Canada’s Evolving Retail Landscape

“Consumers are very cautious, just as in the United States,” Scott explains. “Even in specialty stores they’ll ask the price.” He notes that margins are narrowing, even on organic and natural produce.  “There’s a much stronger trend toward organic and natural than we’ve seen before,” he says. “But the whole market has tightened up a fair bit.”

“The extreme retail competition trickles down to the wholesale level,” adds John Russell, president, J. E. Russell Produce, an Ontario Food Terminal-based distributor of brands including Fresh Express, Berry Bowl, and Earthbound Farm. “It leads to very competitive price levels that are razor sharp. And we still have to continue to provide quality produce and good service, so our customers can compete with the influx of mass retailers.”

Convenience is another trend, with consumers willing to pay somewhat more for triple washed and bagged produce, prepared salads and stir fry ingredients, or baked prewrapped potatoes. “We’re seeing the growth of anything that makes it very easy for consumers,” Scott reports.  The same can also be said of private label products, as many Canadians—like their American counterparts—no longer believe these brands to be of inferior quality.  Sales for private label goods reached over CAD$11 billion in 2011 and were expected to climb in both 2012 and 2013.  

There has also been growing interest in healthier-for-you foods, driven by Canada’s aging population as well as younger generations seeking more eco-friendly or ‘natural’ lifestyles.  As part of this trend, sales growth in several fruit and vegetable categories is outpacing that of food sales overall.  According to the U.S. Department of Agriculture’s Foreign Agricultural Service, sales of artichokes in Canada grew 44 percent in 2011, while cherries, kale, ginger root, and yams all grew by more than 15 percent (versus 2.2 percent for foods as a whole).  

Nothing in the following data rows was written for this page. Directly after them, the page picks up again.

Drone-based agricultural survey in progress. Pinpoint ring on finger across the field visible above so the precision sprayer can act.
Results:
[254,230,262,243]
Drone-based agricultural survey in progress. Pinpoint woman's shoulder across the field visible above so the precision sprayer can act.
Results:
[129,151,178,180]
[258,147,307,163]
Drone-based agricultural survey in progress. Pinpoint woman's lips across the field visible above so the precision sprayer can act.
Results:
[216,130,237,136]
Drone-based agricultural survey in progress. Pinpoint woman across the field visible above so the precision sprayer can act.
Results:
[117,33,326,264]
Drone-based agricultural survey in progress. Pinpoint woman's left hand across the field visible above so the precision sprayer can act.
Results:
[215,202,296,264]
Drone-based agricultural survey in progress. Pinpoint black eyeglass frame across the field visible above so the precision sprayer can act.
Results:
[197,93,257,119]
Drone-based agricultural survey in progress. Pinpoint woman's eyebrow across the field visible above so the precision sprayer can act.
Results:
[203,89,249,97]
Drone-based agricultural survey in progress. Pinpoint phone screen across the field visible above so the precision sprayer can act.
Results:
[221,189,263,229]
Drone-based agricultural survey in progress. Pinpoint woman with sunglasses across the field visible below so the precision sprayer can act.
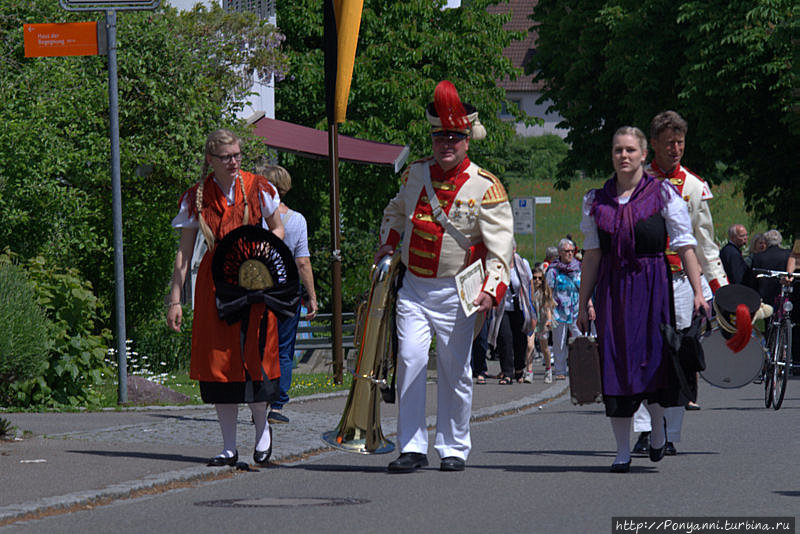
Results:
[167,130,284,467]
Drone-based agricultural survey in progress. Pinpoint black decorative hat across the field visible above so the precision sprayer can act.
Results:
[211,225,300,324]
[714,284,761,352]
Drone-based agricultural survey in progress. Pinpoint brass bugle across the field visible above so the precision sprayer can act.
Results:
[322,253,400,454]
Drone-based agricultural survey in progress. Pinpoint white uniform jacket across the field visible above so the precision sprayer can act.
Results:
[381,158,514,303]
[646,162,728,292]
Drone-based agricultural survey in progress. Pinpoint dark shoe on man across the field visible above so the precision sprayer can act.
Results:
[267,410,289,425]
[631,432,650,454]
[648,443,667,462]
[439,456,466,471]
[206,451,239,467]
[387,452,428,473]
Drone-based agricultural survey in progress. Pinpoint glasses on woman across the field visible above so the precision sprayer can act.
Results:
[211,152,242,163]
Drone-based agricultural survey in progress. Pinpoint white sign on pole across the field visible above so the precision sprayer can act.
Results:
[58,0,161,11]
[511,197,536,234]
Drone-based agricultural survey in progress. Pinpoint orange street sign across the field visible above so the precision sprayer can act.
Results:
[22,22,98,57]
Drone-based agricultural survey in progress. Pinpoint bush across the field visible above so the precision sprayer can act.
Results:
[0,262,53,406]
[128,306,192,374]
[0,255,111,408]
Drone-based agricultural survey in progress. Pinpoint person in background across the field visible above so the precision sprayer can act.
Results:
[749,229,792,306]
[719,224,748,284]
[577,126,709,473]
[527,267,556,384]
[633,111,728,456]
[545,238,588,380]
[167,130,284,466]
[256,164,317,424]
[744,234,767,268]
[489,245,536,385]
[540,247,558,273]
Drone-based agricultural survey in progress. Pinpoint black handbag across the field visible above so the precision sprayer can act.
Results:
[661,313,711,400]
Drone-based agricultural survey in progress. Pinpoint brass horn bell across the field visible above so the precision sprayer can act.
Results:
[322,254,400,454]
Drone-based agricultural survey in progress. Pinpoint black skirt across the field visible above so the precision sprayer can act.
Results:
[200,378,281,404]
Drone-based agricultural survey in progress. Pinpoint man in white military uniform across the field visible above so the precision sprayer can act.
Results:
[633,111,728,455]
[375,80,513,472]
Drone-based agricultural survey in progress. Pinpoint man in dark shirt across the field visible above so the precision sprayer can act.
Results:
[719,224,748,284]
[750,230,791,306]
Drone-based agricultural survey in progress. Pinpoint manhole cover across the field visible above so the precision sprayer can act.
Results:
[195,497,369,508]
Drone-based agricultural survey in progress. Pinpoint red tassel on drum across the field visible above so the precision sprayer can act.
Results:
[433,80,469,130]
[725,304,753,352]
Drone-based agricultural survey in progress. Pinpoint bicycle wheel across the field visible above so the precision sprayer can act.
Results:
[761,328,777,408]
[771,323,791,410]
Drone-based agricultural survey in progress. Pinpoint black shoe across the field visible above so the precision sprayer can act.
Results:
[206,451,239,467]
[649,443,667,462]
[387,452,428,473]
[439,456,466,471]
[609,460,631,473]
[631,432,650,454]
[253,427,272,466]
[267,410,289,425]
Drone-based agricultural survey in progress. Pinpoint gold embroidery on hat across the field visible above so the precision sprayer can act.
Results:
[408,265,433,276]
[408,247,436,259]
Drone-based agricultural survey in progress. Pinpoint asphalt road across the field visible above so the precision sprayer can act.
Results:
[0,379,800,534]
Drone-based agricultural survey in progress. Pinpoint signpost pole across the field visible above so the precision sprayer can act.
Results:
[106,9,128,404]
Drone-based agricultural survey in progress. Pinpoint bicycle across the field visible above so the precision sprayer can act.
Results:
[753,269,800,410]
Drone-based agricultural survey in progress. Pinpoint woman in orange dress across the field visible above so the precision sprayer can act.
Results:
[167,130,283,466]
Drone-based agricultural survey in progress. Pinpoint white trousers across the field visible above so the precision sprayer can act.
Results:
[553,321,581,375]
[397,272,475,460]
[633,276,713,443]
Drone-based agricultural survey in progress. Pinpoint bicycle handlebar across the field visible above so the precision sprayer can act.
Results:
[753,268,800,281]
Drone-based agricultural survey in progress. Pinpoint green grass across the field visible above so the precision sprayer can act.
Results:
[508,178,767,264]
[97,371,353,408]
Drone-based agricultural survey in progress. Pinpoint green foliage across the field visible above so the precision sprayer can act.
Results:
[0,256,111,408]
[0,0,286,330]
[496,135,569,183]
[526,0,800,231]
[128,306,192,374]
[276,0,523,312]
[0,262,52,406]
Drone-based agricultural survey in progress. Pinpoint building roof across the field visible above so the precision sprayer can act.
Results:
[248,113,409,172]
[487,0,540,91]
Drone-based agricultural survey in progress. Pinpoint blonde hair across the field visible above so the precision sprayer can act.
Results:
[259,165,292,198]
[611,126,647,154]
[531,267,556,318]
[195,128,250,250]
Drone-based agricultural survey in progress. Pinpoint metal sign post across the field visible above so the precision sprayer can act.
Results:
[511,197,550,261]
[59,0,161,404]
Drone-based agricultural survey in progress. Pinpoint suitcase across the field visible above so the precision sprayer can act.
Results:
[567,336,603,404]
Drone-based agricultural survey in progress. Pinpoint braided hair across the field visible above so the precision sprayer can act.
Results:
[195,128,250,250]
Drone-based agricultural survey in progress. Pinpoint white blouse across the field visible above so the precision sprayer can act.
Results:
[581,180,697,251]
[172,177,281,230]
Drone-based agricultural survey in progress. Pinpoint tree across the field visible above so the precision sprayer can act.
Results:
[276,0,522,307]
[0,0,286,328]
[526,0,800,237]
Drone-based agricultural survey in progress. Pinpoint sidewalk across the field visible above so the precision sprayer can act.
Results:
[0,361,568,526]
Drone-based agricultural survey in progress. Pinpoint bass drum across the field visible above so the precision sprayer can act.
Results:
[700,326,764,389]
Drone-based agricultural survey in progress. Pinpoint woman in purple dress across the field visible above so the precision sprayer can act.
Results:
[577,126,708,473]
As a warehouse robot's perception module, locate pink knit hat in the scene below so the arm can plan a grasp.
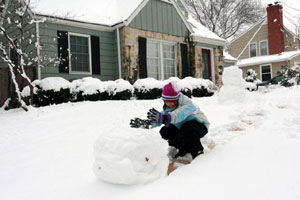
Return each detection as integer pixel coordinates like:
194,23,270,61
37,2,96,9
161,83,180,102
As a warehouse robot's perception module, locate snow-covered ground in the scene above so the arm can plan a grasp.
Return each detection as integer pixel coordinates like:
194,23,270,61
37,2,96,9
0,87,300,200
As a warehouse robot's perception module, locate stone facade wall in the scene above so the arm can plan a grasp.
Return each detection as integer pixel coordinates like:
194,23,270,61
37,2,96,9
194,46,203,78
123,27,185,81
123,27,224,85
214,48,224,85
194,46,224,85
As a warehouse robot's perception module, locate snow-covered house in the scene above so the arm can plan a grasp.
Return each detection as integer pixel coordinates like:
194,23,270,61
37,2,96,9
0,0,225,84
227,2,300,81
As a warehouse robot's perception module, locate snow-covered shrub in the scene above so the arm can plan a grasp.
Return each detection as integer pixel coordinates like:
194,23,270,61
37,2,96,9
105,79,134,100
72,77,109,101
133,77,215,99
133,78,164,99
93,127,169,185
280,65,300,87
22,77,74,106
245,69,257,83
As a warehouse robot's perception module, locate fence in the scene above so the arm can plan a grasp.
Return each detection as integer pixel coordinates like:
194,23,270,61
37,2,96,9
0,66,36,107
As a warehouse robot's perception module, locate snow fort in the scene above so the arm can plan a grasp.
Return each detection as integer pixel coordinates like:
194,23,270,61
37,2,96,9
93,127,169,184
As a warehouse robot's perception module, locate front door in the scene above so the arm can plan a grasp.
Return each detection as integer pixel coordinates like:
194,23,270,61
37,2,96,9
202,49,212,80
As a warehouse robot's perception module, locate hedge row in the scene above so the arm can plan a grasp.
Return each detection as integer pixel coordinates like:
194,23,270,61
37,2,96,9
22,77,215,107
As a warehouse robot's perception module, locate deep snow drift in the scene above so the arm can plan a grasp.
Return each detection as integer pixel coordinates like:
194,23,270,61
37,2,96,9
0,87,300,200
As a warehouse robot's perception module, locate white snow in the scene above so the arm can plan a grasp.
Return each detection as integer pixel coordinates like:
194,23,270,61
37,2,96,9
31,0,143,26
237,50,300,67
188,15,225,45
219,66,246,104
94,127,169,184
0,75,300,200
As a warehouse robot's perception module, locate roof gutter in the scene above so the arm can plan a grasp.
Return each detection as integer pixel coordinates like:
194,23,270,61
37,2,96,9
192,35,226,47
0,0,9,26
237,53,300,67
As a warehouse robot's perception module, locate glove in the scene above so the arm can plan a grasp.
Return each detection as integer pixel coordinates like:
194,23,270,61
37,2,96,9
147,108,171,126
129,118,152,129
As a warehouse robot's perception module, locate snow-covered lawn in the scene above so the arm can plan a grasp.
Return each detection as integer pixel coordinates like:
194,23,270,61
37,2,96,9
0,87,300,200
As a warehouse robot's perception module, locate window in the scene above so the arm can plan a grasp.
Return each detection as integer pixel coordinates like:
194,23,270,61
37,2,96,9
69,33,91,74
260,65,272,81
259,40,268,56
249,43,256,57
147,39,177,80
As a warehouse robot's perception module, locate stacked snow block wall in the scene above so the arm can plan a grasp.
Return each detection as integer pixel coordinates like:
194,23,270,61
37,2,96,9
22,77,216,107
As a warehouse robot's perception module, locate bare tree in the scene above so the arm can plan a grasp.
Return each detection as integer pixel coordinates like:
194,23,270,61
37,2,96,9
0,0,42,111
184,0,263,39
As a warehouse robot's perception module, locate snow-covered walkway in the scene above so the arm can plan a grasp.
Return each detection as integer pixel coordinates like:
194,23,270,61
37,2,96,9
0,87,300,200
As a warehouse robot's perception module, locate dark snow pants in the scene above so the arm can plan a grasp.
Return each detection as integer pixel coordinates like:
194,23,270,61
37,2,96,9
160,121,207,158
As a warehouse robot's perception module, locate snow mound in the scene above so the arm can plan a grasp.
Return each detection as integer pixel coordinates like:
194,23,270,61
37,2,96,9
218,66,247,103
72,77,105,95
93,127,169,185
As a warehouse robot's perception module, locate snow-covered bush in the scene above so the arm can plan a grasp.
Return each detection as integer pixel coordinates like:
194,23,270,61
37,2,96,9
105,79,134,100
72,77,109,101
93,127,169,184
280,65,300,87
245,69,257,83
22,77,74,106
133,78,164,99
133,77,216,99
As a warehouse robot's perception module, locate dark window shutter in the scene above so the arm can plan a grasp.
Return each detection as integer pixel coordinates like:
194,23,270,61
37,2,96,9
57,31,69,73
180,43,189,78
91,36,100,74
139,37,147,78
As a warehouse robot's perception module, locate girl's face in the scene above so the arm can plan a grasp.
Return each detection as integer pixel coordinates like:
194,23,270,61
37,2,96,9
165,101,178,109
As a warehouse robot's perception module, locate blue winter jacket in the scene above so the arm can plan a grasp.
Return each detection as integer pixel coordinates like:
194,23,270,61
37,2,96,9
159,93,210,129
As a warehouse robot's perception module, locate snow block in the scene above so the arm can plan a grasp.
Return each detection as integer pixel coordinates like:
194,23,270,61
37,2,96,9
93,127,169,185
218,66,247,104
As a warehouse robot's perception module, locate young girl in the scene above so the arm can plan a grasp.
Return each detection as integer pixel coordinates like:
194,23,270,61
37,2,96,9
147,83,209,159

Part of the picture is imports; shipments of fresh fruit from the United States continued to climb over the last several years, representing 6.5 percent of all U.S. exports to Canada for 2012, worth nearly $1.8 billion.  Canada imports 48 percent of its fruit from the United States, with another 11 percent from Mexico.  Included in the U.S. figure were tropical and exotic fruits, which comprised 4.2 percent of the total fresh fruit shipments. 

In recent years, both Chile and Costa Rica have carved a bigger slice of Canada’s import pie, with grapes, berries, apples, and cherries competing with U.S. commodities.  The lion’s share of Canada’s fresh vegetable imports, however, continue to come from the United States (66 percent) and Mexico (25 percent), while the top three suppliers of processed fruits and vegetables are from the United States, China, and Thailand.     

Even with rising interest in premium, convenient, healthier, and natural and organic produce, price is always a concern for Canadian consumers.   Lemaire sums it up nicely: “We’re a price-driven market in the end.”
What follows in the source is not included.